Ahora , aquel chico valiente y entusiasta que no escatimó ni soles ni euros en llamadas telefónicas para convencer a Humberto y a su padre de que en España le esperaba una vida mejor,no estaría allí para compartir los pequeños triunfos que se iban acumulando como monedas en la hucha lejana de la infancia. Solo quedaba un niño pequeño nacido español con un padre muerto cuyo nombre llevaba y una madre joven y viuda cuyas lágrimas enjugaban pañuelos casi extraños.
Y no está mal Humberto aquí, pero la vida antes, no por estar en un lugar o en otro, si no porque el tiempo se sucede con los inevitables accidentes, la vida antes era más sencilla, menos irónica, no planteaba retos crueles y estocásticos. No te obligaba a seguir. Simplemente estabas allí tranquilo, viviendo cosas sencillas, con poco dinero y pocas ambiciones; con poco futuro y la misma y exacta cantidad de presente que ahora.
Era más sencilla antes sí, porque durante los últimos episodios de su vida, todo tenía un significado profundo, abismal, revelador. Todo se había vuelto monstruosamente elocuente: Desde los cuatro meses que el cadáver de Alberto tuvo que esperar para regresar al Perú, hasta el hecho de que Humberto tuviera que sacar el cuerpo congelado de su amigo del contenedor español porque los contendores de cadáveres que enviaron de Perú eran más pequeños, y de otro modo el transporte no hubiera sido posible. Era un muerto con su propio purgatorio instalado en tierra ibérica. La distancia se convertía en tiempo robado a la familia y a los amigos. Incluso después de la muerte.
En la modorra de la tarde, a la espera de un nuevo paciente, todo aquello le venia a la mente, y pasarían muchos años antes de que pudiera olvidar y hacer de aquellas largas pausas entre procedimiento y procedimiento algo provechoso, pues la memoria de quien él podía haber sido lo visitaba con frecuencia, sin piedad.

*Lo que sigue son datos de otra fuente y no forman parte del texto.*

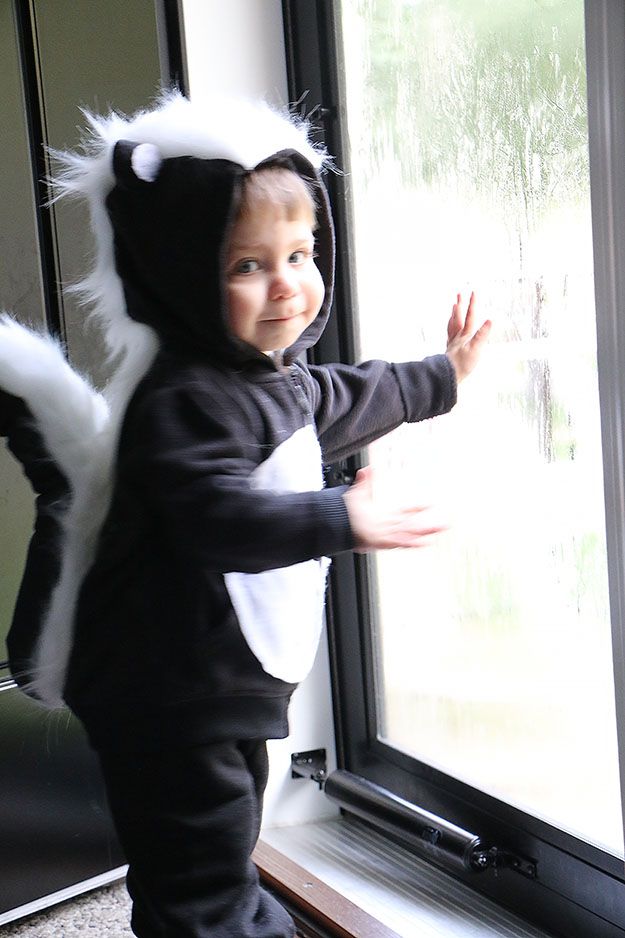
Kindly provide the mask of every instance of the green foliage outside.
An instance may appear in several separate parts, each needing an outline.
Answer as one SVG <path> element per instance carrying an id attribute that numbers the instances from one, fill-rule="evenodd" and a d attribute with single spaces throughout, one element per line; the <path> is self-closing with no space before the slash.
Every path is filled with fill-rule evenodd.
<path id="1" fill-rule="evenodd" d="M 531 225 L 588 187 L 582 5 L 358 0 L 373 165 L 406 184 L 460 175 Z M 418 132 L 411 132 L 416 128 Z M 377 159 L 376 159 L 377 157 Z"/>

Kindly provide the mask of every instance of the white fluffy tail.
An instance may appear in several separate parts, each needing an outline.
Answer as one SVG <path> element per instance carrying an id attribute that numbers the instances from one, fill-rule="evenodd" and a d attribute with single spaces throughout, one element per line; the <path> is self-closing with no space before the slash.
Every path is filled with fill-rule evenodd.
<path id="1" fill-rule="evenodd" d="M 6 314 L 0 316 L 0 387 L 26 403 L 47 452 L 72 491 L 69 506 L 59 517 L 61 572 L 39 623 L 31 670 L 33 693 L 46 706 L 56 707 L 62 704 L 75 597 L 101 521 L 92 509 L 99 504 L 105 510 L 111 459 L 109 407 L 70 367 L 54 339 Z"/>

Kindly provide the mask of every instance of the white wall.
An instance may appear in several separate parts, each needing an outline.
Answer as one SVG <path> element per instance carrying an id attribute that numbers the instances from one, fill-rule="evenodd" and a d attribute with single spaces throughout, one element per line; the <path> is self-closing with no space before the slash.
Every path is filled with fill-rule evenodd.
<path id="1" fill-rule="evenodd" d="M 297 614 L 294 625 L 297 624 Z M 336 768 L 330 666 L 325 631 L 315 666 L 293 695 L 291 734 L 269 743 L 270 775 L 265 795 L 264 826 L 278 827 L 333 817 L 338 809 L 310 779 L 291 778 L 291 753 L 323 748 L 328 771 Z"/>
<path id="2" fill-rule="evenodd" d="M 183 0 L 190 92 L 202 87 L 284 104 L 280 0 Z"/>
<path id="3" fill-rule="evenodd" d="M 182 8 L 191 97 L 214 90 L 287 103 L 280 0 L 183 0 Z M 291 735 L 269 743 L 266 827 L 337 813 L 314 782 L 291 778 L 292 752 L 325 748 L 329 769 L 336 766 L 329 673 L 324 634 L 315 666 L 293 697 Z"/>

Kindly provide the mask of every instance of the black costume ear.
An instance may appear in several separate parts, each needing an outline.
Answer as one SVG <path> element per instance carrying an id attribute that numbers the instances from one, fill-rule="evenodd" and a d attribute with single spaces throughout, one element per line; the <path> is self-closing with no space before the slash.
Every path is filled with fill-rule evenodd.
<path id="1" fill-rule="evenodd" d="M 153 143 L 118 140 L 113 149 L 113 172 L 120 186 L 129 188 L 137 181 L 154 182 L 163 157 Z"/>

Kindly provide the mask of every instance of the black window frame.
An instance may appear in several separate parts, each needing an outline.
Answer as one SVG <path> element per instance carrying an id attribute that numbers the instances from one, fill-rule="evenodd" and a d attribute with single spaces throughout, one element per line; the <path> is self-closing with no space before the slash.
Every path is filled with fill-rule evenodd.
<path id="1" fill-rule="evenodd" d="M 608 76 L 612 95 L 625 85 L 625 13 L 622 7 L 618 10 L 619 5 L 619 0 L 616 3 L 614 0 L 586 0 L 586 42 L 592 51 L 588 63 L 589 88 L 606 87 L 605 69 L 615 63 Z M 349 264 L 350 185 L 343 136 L 345 98 L 339 6 L 339 0 L 283 0 L 289 98 L 298 102 L 302 112 L 318 125 L 323 142 L 341 170 L 340 174 L 328 175 L 337 231 L 337 284 L 333 325 L 315 349 L 316 362 L 352 362 L 355 350 L 351 313 L 355 289 Z M 622 29 L 615 29 L 621 25 Z M 597 96 L 601 97 L 600 91 Z M 593 104 L 591 100 L 590 104 L 593 187 L 601 189 L 597 181 L 603 179 L 608 169 L 613 183 L 611 190 L 608 185 L 606 192 L 599 194 L 603 205 L 597 205 L 598 199 L 593 195 L 593 237 L 597 252 L 598 246 L 605 250 L 609 236 L 608 233 L 604 237 L 604 232 L 597 227 L 597 215 L 614 198 L 619 179 L 625 180 L 625 118 L 615 120 L 612 117 L 613 124 L 606 130 L 602 120 L 604 123 L 610 120 L 610 102 Z M 614 135 L 615 130 L 623 131 L 623 143 L 617 141 L 616 151 L 606 153 L 610 145 L 609 132 Z M 599 136 L 607 143 L 600 145 Z M 611 206 L 610 214 L 613 209 Z M 625 208 L 618 220 L 625 223 Z M 597 270 L 597 255 L 595 268 Z M 621 269 L 625 269 L 625 265 Z M 611 274 L 613 270 L 608 271 L 604 280 L 609 280 Z M 600 286 L 598 300 L 599 294 Z M 608 343 L 610 341 L 613 342 L 608 337 Z M 618 449 L 615 445 L 615 450 Z M 349 478 L 357 464 L 358 459 L 355 459 L 330 467 L 330 481 Z M 609 530 L 608 538 L 614 541 Z M 622 549 L 622 544 L 616 546 Z M 366 558 L 344 555 L 335 559 L 331 574 L 328 634 L 339 768 L 364 777 L 465 830 L 476 831 L 485 843 L 496 844 L 536 863 L 535 879 L 511 869 L 483 873 L 454 870 L 467 885 L 490 899 L 554 935 L 566 938 L 625 936 L 625 874 L 621 860 L 420 763 L 377 738 L 371 580 L 367 566 Z M 418 667 L 415 662 L 415 674 Z M 432 860 L 431 855 L 429 859 Z M 433 862 L 437 862 L 436 859 Z M 445 866 L 444 859 L 439 862 Z"/>

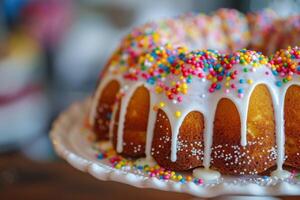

Así que mientras la memoria del difunto se disipa como la niebla con el calor creciente del sol que nace, Humberto hace el trabajo bien, con cariño, intentando con la paciencia de un artesano vencer los prejuicios que sobre su piel morena y su acento dulce y lento aun pesan. Devolviendo inconsciente el legado inmenso de una historia de pueblos entreverados. Trayendo la memoria viva de un continente en sus manos y sus labios. Trayendo la memoria pero sin revelar cuan duro ha sido llegar hasta este lado de la camilla.